Another issue is locals relying on hunting to feed and simply not realising the importance of their prey.
While poaching remains a serious threat, recent years have seen it slow down, thanks to the tireless efforts of a series of organisations. Several initiatives have equipped former poachers with new skills and ways to make money so they can leave their past behind. Chi Phat is one example.
With many villagers dealing in animal trafficking, WA decided to equip them with new skills in tourism. Former poachers now act as guides to lead guests through the jungle – who knows them better, right? – and families can make their cash through guesthouses and other businesses tapping into visiting tourists.
Education has also dramatically helped, with many organisations visiting schools and villages to explain the importance of keeping the Cardamoms intact. Patrol stations have also been set up in areas that are rife with hunters, with rangers trained to patrol the areas.
Illegal logging is also a major issue for the jungle.

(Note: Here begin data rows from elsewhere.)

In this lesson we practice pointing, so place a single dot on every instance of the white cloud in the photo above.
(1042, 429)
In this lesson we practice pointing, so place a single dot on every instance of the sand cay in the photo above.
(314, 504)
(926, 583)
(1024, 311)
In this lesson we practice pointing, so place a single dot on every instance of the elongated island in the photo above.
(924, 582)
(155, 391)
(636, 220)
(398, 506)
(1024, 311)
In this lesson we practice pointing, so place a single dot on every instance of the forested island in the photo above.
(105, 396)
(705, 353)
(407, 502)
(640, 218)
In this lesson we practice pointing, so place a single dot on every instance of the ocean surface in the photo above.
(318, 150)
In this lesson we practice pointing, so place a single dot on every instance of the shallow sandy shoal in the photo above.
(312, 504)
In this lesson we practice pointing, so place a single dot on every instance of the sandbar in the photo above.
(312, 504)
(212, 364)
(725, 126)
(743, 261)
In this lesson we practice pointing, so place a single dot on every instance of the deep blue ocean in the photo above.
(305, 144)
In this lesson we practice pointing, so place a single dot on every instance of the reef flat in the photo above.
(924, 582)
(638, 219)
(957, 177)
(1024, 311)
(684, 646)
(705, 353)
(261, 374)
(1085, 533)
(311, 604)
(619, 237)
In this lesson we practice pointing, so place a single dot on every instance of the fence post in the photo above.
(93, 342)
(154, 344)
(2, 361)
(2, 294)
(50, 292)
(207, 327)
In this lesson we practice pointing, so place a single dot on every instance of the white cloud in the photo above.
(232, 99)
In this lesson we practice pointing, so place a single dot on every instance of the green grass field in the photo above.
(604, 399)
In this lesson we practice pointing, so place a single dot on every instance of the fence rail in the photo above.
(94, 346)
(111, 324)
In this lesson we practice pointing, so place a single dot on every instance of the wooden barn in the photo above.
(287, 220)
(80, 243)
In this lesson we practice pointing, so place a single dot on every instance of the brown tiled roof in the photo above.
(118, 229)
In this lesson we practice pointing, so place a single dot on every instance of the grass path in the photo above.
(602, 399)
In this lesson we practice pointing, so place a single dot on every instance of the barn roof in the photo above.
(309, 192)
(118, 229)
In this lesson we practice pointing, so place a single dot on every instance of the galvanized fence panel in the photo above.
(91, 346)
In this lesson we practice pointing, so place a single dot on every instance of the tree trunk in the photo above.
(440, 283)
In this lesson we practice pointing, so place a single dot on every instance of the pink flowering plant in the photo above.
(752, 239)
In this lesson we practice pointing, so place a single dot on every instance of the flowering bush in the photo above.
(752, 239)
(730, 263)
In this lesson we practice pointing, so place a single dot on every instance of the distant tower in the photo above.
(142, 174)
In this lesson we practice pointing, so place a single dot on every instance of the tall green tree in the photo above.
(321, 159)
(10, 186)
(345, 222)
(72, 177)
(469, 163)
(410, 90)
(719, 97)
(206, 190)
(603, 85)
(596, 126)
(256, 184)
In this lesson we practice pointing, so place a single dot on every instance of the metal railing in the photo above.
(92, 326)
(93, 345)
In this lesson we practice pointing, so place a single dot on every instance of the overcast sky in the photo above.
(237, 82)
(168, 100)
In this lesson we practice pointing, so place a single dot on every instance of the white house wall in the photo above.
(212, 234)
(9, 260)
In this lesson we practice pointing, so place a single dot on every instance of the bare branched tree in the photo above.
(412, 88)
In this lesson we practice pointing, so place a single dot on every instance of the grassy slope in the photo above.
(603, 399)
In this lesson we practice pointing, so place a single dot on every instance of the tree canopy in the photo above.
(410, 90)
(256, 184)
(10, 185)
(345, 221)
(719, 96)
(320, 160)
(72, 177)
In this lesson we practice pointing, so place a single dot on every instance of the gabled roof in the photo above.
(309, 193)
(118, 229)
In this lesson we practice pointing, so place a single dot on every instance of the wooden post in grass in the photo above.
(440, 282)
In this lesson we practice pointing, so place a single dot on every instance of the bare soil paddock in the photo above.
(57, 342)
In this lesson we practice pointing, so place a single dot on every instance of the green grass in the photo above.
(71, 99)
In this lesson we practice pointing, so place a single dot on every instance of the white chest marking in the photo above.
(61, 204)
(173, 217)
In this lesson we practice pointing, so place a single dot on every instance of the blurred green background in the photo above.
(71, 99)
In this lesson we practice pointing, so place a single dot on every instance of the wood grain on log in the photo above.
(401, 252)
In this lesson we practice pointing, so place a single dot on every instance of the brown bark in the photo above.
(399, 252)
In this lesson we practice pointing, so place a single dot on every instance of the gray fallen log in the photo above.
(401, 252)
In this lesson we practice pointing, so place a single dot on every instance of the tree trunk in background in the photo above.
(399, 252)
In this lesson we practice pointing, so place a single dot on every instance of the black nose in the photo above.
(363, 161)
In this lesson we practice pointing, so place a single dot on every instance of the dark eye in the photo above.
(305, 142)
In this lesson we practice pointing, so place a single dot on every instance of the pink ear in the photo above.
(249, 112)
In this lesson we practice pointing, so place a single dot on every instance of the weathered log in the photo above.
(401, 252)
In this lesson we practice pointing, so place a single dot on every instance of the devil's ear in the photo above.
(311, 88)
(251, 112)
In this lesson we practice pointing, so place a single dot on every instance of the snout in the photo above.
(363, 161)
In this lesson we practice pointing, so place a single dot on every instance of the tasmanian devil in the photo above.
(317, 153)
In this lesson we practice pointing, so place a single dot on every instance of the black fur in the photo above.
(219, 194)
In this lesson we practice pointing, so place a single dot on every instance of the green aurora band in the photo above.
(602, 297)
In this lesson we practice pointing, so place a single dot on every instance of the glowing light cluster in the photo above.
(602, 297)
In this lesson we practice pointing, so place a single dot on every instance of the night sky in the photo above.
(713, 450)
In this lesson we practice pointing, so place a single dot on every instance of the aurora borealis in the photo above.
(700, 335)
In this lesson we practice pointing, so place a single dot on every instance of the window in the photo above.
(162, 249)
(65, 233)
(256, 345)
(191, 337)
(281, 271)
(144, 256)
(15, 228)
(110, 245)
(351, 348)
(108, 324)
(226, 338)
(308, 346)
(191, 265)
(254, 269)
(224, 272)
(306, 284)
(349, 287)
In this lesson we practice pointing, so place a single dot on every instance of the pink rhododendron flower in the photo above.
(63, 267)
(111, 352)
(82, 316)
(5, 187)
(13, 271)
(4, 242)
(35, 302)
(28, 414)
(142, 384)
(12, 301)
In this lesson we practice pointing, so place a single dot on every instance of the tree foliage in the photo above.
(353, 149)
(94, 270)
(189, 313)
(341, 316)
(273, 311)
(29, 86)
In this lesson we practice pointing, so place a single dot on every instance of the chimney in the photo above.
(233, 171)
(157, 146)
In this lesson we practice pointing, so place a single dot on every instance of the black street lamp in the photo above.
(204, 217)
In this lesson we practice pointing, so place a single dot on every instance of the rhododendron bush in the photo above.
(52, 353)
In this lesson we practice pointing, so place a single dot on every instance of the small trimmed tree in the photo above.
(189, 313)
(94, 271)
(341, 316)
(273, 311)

In April 2012, environmental activist Chut Wutty was shot dead while investigating illegal logging in the Central Cardamom Protected Forest.
For decades, the area’s precious woods, including rosewood, which sells for $5,000 to $8,000 per cubic metre, have been targeted, with vast expanses of the forest cleared.
Again, efforts are being made to stamp out the large-scale logging operations by campaigners and environmental NGOs, but it continues to be a problem today.
Let’s get one thing straight. This is the jungle. There is no luxury, no wifi, no hot showers or hospital. There is scarce generator-powered electricity and in many places, no phone reception.
There are insects, malaria-riddled mosquitoes in some areas, strange creepy crawlies, spiders and other odd-looking creatures.
Don’t let any of this put you off, but be prepared for the simple life and pack accordingly. DEET spray is a must, as is sun cream, and a basic first aid kit is recommended. Take a torch and fully-charged power bank, and make sure you pack a light raincoat and something to keep you warm at night.
Stock up on snacks and ditch the flip flops for something sturdier. Take some toilet paper – there are no toilets in the middle of the jungle and most homestays will only have a bum gun – and wet wipes, and remember to charge electrical items whenever you can so you can record the stunning natural beauty that surrounds you.